In addition, many of her paintings attest to her passionate attachment to her origins. A vivid example is her desire to depict Armenian musicians, such as Aram Khachaturian, Charles Aznavour, Komitas and Makar Yekmalyan. “I tend more towards Komitas, taking into consideration that he discovered, collected and registered Armenian folk music,” she adds.

Speaking about artists, her role model is Michelangelo, who was “so good at painting icons on the walls of the church and his works remained among the best artworks for years.” Her Armenian shining examples are the remarkable Martiros Saryan and Armenian-Egyptian cartoonist and caricaturist Alexander Saroukhan.
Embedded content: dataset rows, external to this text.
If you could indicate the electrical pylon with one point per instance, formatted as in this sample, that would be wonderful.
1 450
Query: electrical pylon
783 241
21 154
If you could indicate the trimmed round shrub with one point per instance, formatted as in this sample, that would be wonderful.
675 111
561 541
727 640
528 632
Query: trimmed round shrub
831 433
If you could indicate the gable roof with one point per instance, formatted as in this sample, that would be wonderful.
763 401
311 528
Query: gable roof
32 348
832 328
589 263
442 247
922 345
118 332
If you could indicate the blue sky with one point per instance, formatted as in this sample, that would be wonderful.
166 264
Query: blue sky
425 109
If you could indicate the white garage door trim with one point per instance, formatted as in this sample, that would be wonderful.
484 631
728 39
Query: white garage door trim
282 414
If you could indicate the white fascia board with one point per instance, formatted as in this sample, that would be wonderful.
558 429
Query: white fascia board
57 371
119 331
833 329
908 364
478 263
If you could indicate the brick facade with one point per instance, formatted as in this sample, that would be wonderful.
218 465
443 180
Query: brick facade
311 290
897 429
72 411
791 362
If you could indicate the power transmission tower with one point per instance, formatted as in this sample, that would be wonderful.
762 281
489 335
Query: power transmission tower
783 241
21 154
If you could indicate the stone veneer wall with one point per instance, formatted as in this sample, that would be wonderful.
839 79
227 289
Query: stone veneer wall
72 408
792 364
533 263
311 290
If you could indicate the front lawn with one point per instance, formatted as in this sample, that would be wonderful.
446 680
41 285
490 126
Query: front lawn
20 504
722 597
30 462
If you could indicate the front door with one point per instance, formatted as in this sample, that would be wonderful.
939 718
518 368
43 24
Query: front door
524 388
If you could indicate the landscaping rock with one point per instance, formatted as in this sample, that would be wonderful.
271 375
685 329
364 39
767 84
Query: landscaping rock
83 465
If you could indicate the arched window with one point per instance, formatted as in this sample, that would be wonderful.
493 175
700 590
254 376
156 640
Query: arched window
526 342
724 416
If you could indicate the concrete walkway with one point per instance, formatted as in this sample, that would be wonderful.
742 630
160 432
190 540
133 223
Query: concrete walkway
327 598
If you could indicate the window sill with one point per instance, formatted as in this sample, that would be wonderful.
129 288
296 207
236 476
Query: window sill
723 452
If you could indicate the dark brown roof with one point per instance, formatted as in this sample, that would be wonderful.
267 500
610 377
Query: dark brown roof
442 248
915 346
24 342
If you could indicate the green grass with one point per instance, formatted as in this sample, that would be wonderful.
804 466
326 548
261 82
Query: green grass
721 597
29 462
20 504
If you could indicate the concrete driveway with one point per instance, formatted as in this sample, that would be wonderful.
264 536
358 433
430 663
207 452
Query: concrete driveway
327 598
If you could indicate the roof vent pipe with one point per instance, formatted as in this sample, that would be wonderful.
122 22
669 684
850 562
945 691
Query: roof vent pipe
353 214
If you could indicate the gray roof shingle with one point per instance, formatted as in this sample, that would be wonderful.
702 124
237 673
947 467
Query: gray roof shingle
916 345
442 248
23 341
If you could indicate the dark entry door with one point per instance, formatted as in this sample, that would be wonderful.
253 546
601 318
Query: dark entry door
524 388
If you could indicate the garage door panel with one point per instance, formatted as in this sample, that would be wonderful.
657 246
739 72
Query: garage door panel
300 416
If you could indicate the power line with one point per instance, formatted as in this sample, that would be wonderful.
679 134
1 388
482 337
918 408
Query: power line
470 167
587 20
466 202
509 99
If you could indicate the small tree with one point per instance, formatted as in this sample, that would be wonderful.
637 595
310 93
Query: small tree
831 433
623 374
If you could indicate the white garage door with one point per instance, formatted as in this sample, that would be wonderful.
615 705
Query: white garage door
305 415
Rita said she is very influenced by Saroukhan (1898-1977), one of the most distinguished caricaturists in the Arab world. His works were published in Arabic and international newspapers and magazines. “How I wish I had met him, so I would have been able to express how much I admire his intelligence, thoughts, the beauty of his artworks, and his foresight with regard to political events,” exclaims Rita, adding that “His family were always generous in providing me with the information that helped me know him closely.”

She is keen on participating in Ramadaniat, an annual exhibition that takes place to celebrate the holy month of Ramadan. In this respect, it is worth noting that she magnificently portrayed Ramadan’s ambiance as well as influential figures of Egypt, such as the Muslim scholar and jurist Muhammad Metwalli Al-Shaarawi and the musician Sayed Mekawy. “I feel delighted to be one of the artists who capture the beauty of the Egyptian heritage,” comments Rita.

Her works of art adorn many of the celebrations of the Armenian community in Egypt. Last year for example, Rita took part with ten acrylic paintings in celebrating the 90th anniversary of the founding of Saint Gregory the Illuminator Armenian Church in Cairo. Her artworks included representations of the church itself, the Holy Family’s journey to Egypt, and important figures of the Armenian Church. The young artist also magnificently revived old iconography. “I was very happy with the trust the church and the Armenian community put in me, as they allowed me to play a role in this great event.”

Not only did she compete at international contests, but she was actively present as well. A case in point was her winning the first prize at the Tolerance Competition organized by the United Arab Emirates (UAE). “I took part because the contest’s theme grabbed my attention, I liked it a lot. I also was eager to do so out of my love for Prince Mohamed bin Rashid as a person and for the UAE.”